The Effects of Medicaid Eligibility on Mental Health Services and Out-of-Pocket Spending for Mental Health Services.
Objective: Millions of low-income Americans will gain health insurance through Medicaid under the Affordable Care Act. This study assesses the impact of previous Medicaid expansions on mental health services utilization and out-of-pocket spending.
Methods: Secondary data from the 1998-2011 Medical Expenditure Panel Survey Household Component merged with National Health Interview Survey and state Medicaid eligibility rules data. Methods: Instrumental variables regression models were used to estimate the impact of expanded Medicaid eligibility on health insurance coverage, mental health services utilization, and out-of-pocket spending for mental health services. Methods: Person-year files were constructed including adults ages 21-64 under 300 percent of the Federal Poverty Level.
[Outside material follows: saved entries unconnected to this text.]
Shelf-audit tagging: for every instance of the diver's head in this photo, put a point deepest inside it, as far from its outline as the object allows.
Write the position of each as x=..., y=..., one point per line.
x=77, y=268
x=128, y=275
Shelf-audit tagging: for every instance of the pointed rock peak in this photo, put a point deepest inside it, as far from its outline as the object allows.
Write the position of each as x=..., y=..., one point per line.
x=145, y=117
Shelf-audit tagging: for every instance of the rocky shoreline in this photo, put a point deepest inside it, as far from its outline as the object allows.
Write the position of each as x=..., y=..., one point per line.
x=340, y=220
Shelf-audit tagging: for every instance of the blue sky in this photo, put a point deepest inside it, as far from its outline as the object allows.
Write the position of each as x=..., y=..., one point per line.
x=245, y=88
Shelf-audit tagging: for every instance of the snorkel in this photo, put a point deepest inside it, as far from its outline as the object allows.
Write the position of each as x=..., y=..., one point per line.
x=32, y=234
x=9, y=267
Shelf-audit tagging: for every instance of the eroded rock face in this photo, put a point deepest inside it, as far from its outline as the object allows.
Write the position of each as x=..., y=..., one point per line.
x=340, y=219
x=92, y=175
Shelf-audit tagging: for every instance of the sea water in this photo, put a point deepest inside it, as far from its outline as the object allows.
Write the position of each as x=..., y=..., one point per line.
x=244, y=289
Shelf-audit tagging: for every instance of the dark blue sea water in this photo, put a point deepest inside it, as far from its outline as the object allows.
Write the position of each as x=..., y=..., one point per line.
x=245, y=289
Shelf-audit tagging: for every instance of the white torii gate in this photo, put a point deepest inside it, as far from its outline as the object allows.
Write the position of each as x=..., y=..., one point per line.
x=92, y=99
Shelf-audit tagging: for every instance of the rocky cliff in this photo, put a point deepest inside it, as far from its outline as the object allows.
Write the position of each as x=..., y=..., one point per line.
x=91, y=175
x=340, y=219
Results: Medicaid expansions significantly increased health insurance coverage and reduced out-of-pocket spending on mental health services for low-income adults. Effects of expanded Medicaid eligibility on out-of-pocket spending were strongest for adults with psychological distress. Expanding Medicaid eligibility did not significantly increase the use of mental health services.
Conclusions: Previous Medicaid eligibility expansions did not substantially increase mental health service utilization, but they did reduce out-of-pocket mental health care spending.